The Bryansk Forest Sternly Stirred
- The coat of arms of Bryansk Oblast
- Regional anthem of Bryansk Oblast
- Lyrics: Anatoly Sofronova [ru], 1942
- Music: Sigismund Katz [ru]
- Adopted: November 5, 1998

= The Bryansk Forest Sternly Stirred =

Soviet 1942 song

The Bryansk forests rustled harshly… is a Soviet song from the Great Patriotic War. The lyrics were by Anatoly Sofronova, with music by Sigismund Katz.

== Lyrics ==

The Bryansk forest rustled sternly,
Blue fogs descended,
And the pines heard all around,
How they marched against the Germans partisans.

A secret path between the birches
They hurried through the dense thickets,
And each carried on his shoulders
A rifle with cast bullets.

And on a terrible night,
They attacked the fascist headquarters,
And the bullets whistled loudly between the tree trunks
In the Bryansk oak groves.

There is no salvation for the enemies in the forests:
Soviet grenades are flying,
And the commander shouts after them:
"Destroy the invaders, guys!"

...The Bryansk forest rustled sternly,
Blue fogs descended,
And the pines heard around,
How the partisans were marching with victory.

1942

== History of creation ==
The song was written during the Great Patriotic War, in the autumn of 1942, deep behind enemy lines. The basis was the 19th century folk song "The Burrowing Storm" about the death of Ermak, the favorite song of the first detachment commander, D. E. Kravtsov.

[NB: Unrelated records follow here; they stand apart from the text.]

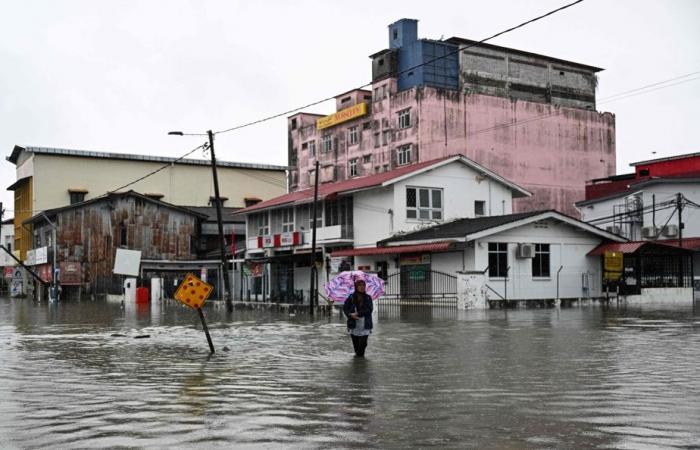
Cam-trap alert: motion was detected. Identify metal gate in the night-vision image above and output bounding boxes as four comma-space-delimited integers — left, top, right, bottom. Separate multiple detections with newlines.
379, 265, 457, 307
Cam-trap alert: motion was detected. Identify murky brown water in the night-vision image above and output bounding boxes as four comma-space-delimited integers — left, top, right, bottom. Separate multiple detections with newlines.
0, 299, 700, 449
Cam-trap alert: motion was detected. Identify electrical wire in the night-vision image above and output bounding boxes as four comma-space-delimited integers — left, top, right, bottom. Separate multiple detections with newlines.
106, 144, 205, 194
214, 0, 583, 134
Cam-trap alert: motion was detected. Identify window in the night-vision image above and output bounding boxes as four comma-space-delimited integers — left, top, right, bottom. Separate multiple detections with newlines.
68, 189, 87, 205
532, 244, 550, 278
348, 126, 358, 145
255, 213, 270, 236
489, 242, 508, 278
349, 158, 357, 177
399, 109, 411, 128
119, 222, 127, 247
406, 187, 443, 220
474, 200, 486, 217
396, 144, 411, 166
321, 134, 333, 153
282, 208, 294, 233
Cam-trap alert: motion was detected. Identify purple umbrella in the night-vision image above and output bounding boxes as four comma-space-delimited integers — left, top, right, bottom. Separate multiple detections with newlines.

On the night of November 6–7, 1942, Anatoly Sofronov performed it for the first time among the partisans. The author's recollections:

I sang it once, they asked me to sing it again, then a third time. They hugged me. And suddenly someone remembered that they had their own accordion player, and that they had to find him by morning and bring him here, and that he had a good ear and would definitely remember it...
The next morning, a blind accordion player turned up in the same house. I don't remember his first or last name. I sat with him for about an hour, slowly humming the melody of the song to him, and somewhere by the end of that hour he was singing the song with me, and around us in that wooden house in the middle of the burnt village people gathered and also sang the song “The Bryansk forest rustled harshly” together with us…

According to the law of Bryansk Oblast No. 47-Z "On the symbols of the Bryansk Oblast" dated 20.11.98, adopted by the Bryansk Regional Duma November 5, 1998, the song "The Bryansk forest rustled harshly" was declared the anthem of Bryansk Oblast.